America’s so-called “Founding Fathers” were nothing but a bunch of treasonous terrorists. They committed high treason against Great Britain. The only reason John Adams and Thomas Jefferson and George Washington and Benjaming Franklin and James Madison didn’t get hung from the highest scaffold around is that they got lucky, and won.
“Treason never prospers; for if it doth, none dare call it treason.”
PJ
@Mandalay: Please. I didn’t misinterpret anything – the whole point of your post was to blame the Ukrainians for causing Putin to invade them. Your explicit argument was that because Ukraine is not a “unified country”, we should not view it as a victim of a Russian invasion. My analogy to the US was a reductio ad absurdam of your specious reasoning.
Bob In Portland
@Cervantes: Actually, I was contemplating watching last night’s episode of “True Detective” on DVR.
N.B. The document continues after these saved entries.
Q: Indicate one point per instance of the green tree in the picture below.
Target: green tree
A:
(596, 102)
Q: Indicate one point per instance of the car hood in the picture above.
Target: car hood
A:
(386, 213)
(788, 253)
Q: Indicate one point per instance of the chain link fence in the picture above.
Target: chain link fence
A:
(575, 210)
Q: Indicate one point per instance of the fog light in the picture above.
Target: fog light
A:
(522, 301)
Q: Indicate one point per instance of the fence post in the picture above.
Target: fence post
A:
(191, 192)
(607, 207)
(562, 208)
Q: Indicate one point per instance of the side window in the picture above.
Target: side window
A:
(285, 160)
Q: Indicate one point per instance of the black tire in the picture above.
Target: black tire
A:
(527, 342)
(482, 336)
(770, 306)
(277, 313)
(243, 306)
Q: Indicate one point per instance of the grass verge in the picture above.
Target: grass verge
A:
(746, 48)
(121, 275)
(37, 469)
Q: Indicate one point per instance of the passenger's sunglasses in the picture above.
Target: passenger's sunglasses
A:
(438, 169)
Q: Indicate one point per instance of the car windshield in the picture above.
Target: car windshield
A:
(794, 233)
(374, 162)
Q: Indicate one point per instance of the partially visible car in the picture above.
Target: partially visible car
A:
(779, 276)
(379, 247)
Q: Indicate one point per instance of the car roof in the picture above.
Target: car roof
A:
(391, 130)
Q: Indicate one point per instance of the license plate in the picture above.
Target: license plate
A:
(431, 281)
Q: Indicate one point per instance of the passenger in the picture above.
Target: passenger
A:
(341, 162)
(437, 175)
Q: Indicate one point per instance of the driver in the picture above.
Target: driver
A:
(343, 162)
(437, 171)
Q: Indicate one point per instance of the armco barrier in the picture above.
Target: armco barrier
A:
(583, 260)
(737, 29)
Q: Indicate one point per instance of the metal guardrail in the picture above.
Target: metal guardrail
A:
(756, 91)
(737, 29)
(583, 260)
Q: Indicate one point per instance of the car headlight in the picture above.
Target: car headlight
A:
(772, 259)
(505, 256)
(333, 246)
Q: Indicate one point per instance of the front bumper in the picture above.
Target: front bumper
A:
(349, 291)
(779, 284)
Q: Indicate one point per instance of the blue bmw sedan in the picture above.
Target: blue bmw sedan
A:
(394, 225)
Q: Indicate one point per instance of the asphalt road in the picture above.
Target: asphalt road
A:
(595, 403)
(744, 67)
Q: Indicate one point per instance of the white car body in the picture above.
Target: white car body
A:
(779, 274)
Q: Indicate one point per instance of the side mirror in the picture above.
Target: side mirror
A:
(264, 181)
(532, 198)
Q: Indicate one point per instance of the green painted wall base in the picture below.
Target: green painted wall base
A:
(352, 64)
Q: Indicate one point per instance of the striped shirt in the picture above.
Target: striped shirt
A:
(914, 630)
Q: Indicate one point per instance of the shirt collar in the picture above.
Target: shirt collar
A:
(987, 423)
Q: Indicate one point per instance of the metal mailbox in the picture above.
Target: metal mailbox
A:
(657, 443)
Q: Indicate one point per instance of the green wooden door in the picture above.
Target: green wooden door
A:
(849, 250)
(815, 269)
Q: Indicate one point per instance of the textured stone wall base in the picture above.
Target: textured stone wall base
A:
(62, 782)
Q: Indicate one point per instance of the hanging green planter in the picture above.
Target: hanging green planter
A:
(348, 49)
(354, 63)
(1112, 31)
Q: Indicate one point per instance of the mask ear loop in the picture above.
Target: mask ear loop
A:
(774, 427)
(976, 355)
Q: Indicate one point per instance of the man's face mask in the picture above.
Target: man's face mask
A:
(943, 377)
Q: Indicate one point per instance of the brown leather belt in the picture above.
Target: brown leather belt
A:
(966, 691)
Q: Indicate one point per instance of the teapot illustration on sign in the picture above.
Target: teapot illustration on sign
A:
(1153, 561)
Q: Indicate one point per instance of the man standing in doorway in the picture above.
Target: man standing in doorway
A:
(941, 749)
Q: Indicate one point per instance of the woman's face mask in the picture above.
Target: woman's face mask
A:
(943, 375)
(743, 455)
Of course, I’m surprised at the breadth of things that Snowden seems to know about. That doesn’t mean he knows what’s going on in Ukraine. But what about Omidyar helping to finance the coup? I mean, back in the old day there was a lot of cooperation with the Rockefellers, United Fruit, various oil companies, but generally it was to the benefit of the companies. Is Omidyar planning on getting lots of visitors to his website from the new, free Ukraine?
Cervantes
@Bob In Portland:
I don’t know anything about that.
No, you’d have to ask him.
You’re comparing Omidyar’s financial support of NGOs in Ukraine to the United Fruit Company’s reign of terror? Please proceed.